The receptor for BgaA on the epithelial surface is currently unknown. Previous studies have reported that S. pneumoniae
adheres to a number of different host-cell glycoconjugates, including GalNAcβ1,4Gal found in ganglioside GM1 (Krivan et al., 1988
). However, our studies suggest that BgaA is binding to the glycan portion of a glycosphingolipid, but not GM1. It has previously been proposed that the initial adherence of S. pneumoniae
to resting epithelial cells is mediated by a glycoconjugate receptor (Cundell et al., 1995a
; Hammerschmidt, 2006
); therefore, NanA and BgaA may contribute to the initial adherence of S. pneumoniae
to human epithelia. Mutation of bgaA
was shown previously to have a small but significant effect in a model of pneumonia, but the role of this protein in colonization was not examined (Robertson et al., 2002
). We observed no reduction in the ability of a bgaA
mutant to colonize the oro-nasopharynx or to bind to mouse airway epithelial cells, suggesting that the BgaA receptor is human-specific.

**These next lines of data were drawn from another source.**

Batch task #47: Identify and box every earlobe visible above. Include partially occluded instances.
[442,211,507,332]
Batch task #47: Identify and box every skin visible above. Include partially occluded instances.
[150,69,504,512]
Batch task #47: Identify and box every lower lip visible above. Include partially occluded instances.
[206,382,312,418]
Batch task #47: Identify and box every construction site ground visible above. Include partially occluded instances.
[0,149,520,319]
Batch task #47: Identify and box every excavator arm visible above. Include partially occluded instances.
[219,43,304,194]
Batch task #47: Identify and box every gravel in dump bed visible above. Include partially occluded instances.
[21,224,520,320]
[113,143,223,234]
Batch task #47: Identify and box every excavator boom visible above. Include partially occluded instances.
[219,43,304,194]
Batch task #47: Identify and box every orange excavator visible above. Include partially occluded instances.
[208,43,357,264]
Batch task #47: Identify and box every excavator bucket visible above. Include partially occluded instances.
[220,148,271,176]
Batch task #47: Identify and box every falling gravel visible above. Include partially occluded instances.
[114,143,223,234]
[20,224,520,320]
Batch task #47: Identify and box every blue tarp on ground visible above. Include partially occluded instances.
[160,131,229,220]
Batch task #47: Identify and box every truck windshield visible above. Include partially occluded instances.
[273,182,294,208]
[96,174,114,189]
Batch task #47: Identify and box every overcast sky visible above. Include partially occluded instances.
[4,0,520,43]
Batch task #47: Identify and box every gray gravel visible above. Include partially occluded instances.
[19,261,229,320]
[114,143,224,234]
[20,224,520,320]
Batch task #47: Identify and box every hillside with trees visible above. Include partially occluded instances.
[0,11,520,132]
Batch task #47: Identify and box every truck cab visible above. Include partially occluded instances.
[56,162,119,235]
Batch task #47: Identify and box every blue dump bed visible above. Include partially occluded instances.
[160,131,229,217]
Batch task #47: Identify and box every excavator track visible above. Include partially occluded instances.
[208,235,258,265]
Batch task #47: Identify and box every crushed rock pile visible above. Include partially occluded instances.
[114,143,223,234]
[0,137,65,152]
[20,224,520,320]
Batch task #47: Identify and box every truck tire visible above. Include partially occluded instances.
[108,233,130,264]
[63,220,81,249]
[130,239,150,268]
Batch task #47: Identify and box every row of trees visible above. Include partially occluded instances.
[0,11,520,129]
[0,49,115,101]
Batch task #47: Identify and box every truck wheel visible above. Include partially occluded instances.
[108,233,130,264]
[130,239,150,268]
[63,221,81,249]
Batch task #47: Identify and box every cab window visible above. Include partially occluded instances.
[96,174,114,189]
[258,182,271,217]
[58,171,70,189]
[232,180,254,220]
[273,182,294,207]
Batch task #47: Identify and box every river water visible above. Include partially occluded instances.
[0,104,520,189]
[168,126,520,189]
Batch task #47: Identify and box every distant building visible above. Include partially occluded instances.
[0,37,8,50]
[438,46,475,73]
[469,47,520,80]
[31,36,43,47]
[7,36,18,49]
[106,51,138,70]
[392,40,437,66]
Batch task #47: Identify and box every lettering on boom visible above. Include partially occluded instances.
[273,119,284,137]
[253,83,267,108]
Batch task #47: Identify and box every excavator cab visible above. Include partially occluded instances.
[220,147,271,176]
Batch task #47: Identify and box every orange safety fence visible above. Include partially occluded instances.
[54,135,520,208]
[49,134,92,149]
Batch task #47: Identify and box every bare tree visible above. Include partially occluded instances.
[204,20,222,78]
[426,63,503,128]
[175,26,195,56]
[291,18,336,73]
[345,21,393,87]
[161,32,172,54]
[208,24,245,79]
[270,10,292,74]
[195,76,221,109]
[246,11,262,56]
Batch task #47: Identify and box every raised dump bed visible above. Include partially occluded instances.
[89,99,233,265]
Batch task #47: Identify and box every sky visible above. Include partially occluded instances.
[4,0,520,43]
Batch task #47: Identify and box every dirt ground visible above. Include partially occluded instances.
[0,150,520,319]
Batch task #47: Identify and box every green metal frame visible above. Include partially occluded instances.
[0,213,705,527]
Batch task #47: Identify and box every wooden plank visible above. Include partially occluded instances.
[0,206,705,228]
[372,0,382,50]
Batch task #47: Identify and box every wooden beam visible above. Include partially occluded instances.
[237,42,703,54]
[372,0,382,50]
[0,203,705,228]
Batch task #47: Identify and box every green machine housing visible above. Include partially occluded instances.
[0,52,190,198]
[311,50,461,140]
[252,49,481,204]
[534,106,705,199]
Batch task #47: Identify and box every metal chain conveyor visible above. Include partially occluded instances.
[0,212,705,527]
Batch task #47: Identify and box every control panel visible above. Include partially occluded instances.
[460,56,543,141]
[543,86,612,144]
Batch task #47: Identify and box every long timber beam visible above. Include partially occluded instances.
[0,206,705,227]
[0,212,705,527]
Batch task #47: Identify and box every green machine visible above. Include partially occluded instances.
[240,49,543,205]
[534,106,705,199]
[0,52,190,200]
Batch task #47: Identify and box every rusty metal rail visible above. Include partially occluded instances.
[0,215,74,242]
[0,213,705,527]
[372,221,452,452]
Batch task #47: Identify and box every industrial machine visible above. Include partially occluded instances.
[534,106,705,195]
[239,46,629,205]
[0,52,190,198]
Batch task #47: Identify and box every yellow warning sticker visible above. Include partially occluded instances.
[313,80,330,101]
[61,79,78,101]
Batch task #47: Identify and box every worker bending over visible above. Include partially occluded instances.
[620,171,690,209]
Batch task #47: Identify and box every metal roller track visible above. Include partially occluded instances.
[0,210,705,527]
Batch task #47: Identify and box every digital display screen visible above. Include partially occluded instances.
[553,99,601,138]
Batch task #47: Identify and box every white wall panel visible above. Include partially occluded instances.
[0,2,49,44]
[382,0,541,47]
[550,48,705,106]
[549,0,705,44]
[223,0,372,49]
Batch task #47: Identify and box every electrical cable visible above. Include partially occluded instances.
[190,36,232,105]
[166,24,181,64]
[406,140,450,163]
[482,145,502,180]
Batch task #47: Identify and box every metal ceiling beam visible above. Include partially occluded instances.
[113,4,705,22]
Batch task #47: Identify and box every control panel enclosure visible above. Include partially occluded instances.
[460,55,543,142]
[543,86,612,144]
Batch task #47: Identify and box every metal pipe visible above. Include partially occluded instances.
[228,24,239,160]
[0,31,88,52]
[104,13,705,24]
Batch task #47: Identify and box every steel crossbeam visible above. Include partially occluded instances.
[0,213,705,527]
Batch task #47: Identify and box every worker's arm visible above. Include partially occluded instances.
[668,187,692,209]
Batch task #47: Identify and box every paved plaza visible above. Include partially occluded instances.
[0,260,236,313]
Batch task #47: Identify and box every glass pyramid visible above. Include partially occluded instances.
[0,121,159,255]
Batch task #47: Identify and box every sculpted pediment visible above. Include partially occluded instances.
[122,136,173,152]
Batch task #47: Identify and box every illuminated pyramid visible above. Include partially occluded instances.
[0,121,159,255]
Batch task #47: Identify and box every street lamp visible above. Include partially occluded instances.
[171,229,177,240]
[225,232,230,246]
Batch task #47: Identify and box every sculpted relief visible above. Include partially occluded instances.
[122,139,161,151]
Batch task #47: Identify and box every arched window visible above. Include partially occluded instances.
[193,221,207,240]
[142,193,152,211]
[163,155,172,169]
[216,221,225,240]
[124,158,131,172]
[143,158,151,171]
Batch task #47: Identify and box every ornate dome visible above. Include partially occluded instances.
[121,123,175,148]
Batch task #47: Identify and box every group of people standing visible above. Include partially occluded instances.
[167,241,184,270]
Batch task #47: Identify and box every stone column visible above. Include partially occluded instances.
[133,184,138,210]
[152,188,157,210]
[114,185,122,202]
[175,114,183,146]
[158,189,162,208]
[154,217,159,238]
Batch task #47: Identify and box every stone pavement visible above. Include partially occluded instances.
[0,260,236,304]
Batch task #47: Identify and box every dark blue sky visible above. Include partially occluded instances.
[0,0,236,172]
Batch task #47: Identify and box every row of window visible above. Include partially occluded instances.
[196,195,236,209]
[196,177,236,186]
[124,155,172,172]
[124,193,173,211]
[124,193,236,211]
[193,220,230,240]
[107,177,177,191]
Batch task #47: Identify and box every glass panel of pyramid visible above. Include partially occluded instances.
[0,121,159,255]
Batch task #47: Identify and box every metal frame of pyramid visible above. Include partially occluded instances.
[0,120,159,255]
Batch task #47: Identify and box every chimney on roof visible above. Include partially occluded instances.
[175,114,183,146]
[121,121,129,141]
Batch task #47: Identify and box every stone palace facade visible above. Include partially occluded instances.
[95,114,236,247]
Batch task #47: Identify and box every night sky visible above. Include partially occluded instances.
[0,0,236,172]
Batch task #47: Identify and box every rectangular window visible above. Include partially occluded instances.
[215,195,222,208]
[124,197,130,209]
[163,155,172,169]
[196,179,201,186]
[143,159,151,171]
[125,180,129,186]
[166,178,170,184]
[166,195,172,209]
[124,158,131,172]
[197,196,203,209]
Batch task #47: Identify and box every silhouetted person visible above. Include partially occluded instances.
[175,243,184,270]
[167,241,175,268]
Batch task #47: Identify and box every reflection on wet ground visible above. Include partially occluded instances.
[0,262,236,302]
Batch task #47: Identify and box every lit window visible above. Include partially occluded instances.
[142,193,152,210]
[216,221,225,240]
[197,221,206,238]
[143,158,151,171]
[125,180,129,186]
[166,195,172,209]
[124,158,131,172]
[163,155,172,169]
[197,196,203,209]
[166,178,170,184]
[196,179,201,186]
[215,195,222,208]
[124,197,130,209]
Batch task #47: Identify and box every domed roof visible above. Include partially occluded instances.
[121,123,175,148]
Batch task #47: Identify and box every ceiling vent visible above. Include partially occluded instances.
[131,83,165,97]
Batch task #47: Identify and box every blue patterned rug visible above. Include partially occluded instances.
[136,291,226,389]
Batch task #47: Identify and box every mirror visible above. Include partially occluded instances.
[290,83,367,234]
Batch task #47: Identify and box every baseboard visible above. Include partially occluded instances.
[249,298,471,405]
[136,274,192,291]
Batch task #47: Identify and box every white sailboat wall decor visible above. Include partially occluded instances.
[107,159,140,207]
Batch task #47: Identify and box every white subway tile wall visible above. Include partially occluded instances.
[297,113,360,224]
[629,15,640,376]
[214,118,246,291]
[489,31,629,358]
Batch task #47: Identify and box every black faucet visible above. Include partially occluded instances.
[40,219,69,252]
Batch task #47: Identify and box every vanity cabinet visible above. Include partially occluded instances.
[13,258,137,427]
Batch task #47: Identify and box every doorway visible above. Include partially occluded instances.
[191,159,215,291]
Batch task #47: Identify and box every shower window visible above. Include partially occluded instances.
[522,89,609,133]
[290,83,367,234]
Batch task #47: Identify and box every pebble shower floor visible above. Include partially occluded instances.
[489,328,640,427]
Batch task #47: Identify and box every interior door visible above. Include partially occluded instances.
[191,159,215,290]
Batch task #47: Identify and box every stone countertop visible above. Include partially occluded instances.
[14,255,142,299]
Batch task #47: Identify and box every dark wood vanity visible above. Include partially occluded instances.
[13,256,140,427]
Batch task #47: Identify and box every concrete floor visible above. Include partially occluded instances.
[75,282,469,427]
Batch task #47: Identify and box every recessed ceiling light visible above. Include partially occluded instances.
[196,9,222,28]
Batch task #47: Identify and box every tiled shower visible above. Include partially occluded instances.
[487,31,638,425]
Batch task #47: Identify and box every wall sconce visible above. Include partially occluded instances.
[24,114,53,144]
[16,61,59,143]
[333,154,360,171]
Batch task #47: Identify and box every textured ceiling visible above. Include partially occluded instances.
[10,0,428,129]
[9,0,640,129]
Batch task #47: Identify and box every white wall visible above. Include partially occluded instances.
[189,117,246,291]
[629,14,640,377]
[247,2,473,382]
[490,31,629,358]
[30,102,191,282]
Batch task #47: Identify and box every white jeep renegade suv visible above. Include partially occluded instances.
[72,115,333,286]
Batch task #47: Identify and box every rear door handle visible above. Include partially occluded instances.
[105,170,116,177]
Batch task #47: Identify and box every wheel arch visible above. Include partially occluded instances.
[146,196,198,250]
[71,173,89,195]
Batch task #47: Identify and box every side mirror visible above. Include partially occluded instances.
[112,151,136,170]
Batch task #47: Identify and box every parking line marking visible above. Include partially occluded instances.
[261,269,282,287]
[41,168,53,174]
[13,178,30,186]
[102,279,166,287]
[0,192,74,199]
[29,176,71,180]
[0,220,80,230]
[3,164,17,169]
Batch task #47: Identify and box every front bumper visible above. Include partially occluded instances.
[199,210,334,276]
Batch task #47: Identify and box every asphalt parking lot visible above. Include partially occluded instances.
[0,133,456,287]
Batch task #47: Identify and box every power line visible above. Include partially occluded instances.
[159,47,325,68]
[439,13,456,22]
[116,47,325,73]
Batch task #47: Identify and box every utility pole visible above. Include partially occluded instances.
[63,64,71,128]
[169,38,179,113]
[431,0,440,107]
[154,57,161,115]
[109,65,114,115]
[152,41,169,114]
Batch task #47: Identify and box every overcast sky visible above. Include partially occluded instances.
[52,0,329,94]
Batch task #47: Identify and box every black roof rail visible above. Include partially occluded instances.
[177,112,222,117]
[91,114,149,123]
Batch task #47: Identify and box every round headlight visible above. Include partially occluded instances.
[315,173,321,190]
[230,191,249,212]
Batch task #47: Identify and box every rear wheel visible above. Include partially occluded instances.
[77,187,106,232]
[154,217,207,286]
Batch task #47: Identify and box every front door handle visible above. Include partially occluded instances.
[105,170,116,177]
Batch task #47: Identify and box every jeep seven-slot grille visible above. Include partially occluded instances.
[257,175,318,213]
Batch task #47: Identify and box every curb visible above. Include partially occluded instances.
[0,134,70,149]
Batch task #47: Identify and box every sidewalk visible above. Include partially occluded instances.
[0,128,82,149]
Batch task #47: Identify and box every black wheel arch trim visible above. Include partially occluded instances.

Collectively, these data support the hypothesis that pneumococcal glycosidases have functions independent of their enzymic activity. Glycosidases are probably upregulated during colonization, as the concentration of free carbohydrates in the nasopharynx is normally low and the bacteria require carbon for growth. Additional functions for these proteins may efficiently co-ordinate growth and other processes, including adherence, that are required to establish and maintain colonization.